I think yes because for a time-series with positive autocorrelation, $\hat{\mu}$ would have a higher variance $({\sigma}^2(1+\phi)/(1-\phi))$ and therefore, the odds of making a type II error would be even smaller. Is this right thinking? I am looking for a more rigorous proof/reasoning? 
The reason I want to confirm this intuition is that in t-test we are making the conclusion based on t-distribution which is the exact distribution of the test statistic under null. However, the above argument is based on the asymptotic distribution. So we need asymptotic distribution of t-statistic in case of an AR(1) time-series.
 A: I agree that the naive (not accounting for autocorrelation) t-test would tend to reject far too often under the null. For example,
mean(replicate(500, t.test(arima.sim(list(ar=0.8), n = 1000))$p.value<.05))

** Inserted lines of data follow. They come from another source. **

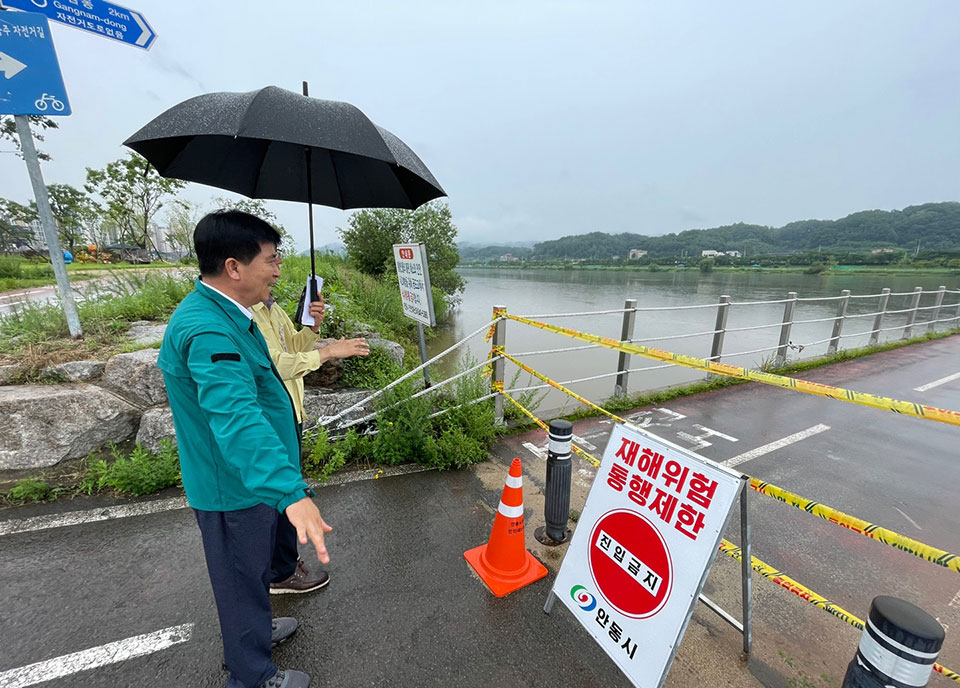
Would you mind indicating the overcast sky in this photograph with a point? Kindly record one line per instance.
(544, 119)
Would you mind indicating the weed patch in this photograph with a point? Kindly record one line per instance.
(139, 473)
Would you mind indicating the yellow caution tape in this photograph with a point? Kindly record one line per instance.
(857, 525)
(825, 512)
(557, 385)
(497, 314)
(807, 594)
(904, 407)
(576, 450)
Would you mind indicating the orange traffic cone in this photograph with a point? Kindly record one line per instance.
(503, 563)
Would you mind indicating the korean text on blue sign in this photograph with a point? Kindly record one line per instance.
(95, 16)
(31, 83)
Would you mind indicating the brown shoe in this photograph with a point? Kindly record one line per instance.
(302, 580)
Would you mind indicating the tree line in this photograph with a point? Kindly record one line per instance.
(929, 227)
(119, 205)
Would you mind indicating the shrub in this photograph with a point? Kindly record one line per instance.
(140, 473)
(10, 266)
(370, 372)
(30, 490)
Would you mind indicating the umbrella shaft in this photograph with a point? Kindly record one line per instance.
(313, 265)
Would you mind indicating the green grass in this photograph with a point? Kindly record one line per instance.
(132, 474)
(405, 432)
(31, 490)
(138, 473)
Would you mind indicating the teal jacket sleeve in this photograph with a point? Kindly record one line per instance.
(227, 394)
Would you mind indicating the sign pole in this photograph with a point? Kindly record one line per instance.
(49, 225)
(423, 353)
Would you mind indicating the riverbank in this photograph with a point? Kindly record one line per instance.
(792, 269)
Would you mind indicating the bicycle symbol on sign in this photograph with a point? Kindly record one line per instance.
(41, 103)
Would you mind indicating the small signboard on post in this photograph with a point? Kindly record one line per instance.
(32, 84)
(646, 539)
(98, 17)
(414, 279)
(415, 293)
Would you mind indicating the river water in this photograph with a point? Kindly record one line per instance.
(556, 291)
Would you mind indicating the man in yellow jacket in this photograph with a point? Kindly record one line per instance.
(294, 355)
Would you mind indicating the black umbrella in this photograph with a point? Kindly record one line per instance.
(280, 145)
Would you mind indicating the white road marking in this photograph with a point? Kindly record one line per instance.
(696, 443)
(937, 383)
(908, 518)
(644, 419)
(700, 441)
(707, 432)
(85, 660)
(773, 446)
(75, 518)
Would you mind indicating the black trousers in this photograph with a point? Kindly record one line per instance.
(239, 547)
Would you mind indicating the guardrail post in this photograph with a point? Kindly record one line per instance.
(898, 647)
(626, 334)
(499, 340)
(936, 308)
(881, 311)
(788, 309)
(746, 568)
(912, 315)
(556, 506)
(723, 308)
(838, 322)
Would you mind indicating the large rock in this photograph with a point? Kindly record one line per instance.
(76, 371)
(328, 402)
(41, 425)
(156, 424)
(143, 332)
(7, 373)
(328, 374)
(135, 376)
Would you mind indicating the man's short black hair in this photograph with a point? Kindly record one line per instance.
(230, 234)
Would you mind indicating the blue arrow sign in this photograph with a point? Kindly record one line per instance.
(30, 81)
(96, 16)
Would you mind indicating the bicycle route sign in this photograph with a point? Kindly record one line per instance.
(95, 16)
(644, 544)
(30, 80)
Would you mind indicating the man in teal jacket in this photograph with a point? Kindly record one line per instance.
(237, 437)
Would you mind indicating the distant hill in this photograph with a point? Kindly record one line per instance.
(936, 226)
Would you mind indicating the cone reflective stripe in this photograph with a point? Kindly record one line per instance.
(503, 563)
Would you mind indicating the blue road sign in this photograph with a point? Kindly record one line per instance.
(30, 81)
(96, 16)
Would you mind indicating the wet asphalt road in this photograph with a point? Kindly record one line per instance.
(404, 609)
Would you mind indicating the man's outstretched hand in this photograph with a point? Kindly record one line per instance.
(310, 525)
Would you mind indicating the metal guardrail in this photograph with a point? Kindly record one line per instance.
(914, 317)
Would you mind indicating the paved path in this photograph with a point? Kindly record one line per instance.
(403, 608)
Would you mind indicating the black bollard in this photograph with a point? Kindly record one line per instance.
(898, 647)
(557, 506)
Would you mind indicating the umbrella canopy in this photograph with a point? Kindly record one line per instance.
(269, 143)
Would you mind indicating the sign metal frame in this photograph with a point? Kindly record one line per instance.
(739, 494)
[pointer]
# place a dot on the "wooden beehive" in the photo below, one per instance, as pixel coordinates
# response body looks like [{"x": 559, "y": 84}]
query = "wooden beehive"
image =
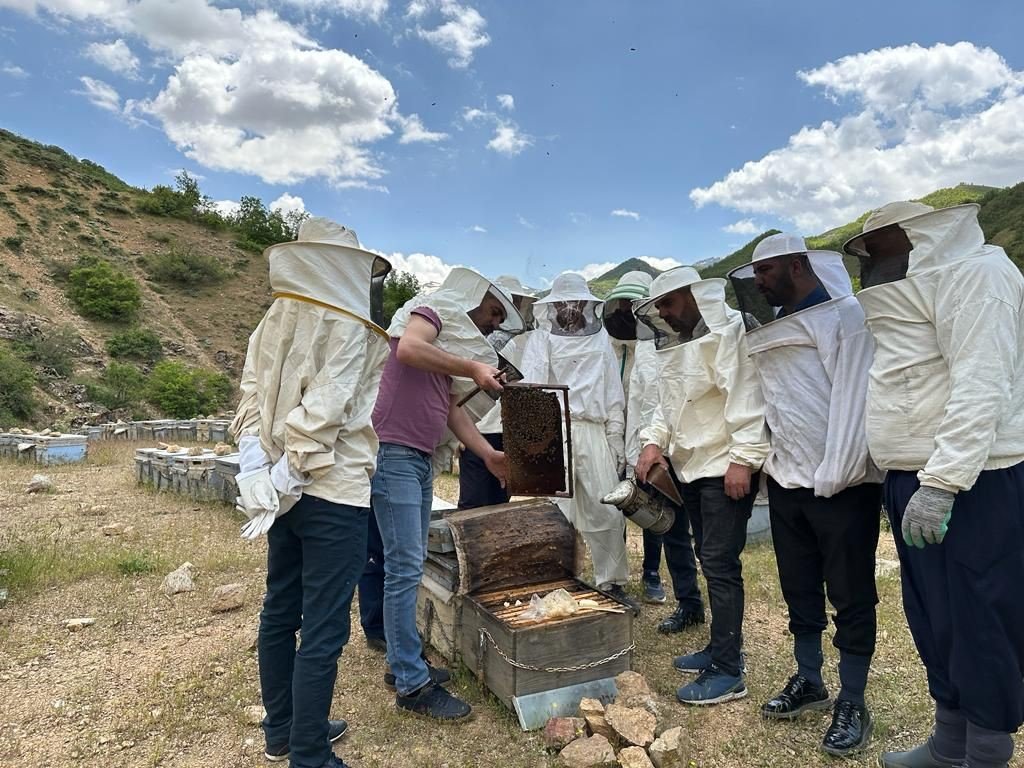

returns rejection frequencies around 50% in my runs, so that half of all mean-zero series are false declared to have a nonzero mean.
However, generating time series with a small non-zero mean, as in
mean(replicate(500, t.test(.01+arima.sim(list(ar=0.8), n = 1000))$p.value<.05))
does not generate very different rejection frequencies, so that the type-II error - at least for alternatives close to the null - is not much different, and for any given non-rejection observed for some real time series fow which you do not know the true DGP you are not going to know if you just made a correct decision under the null or a type-II error.
Of course, not knowing if, when you did not reject, you made a correct decision or a type-II error, is not fundamentally different when your test is sized correctly, but at least the rejection frequencies under the null are then controlled at some (typically small) level $\alpha$.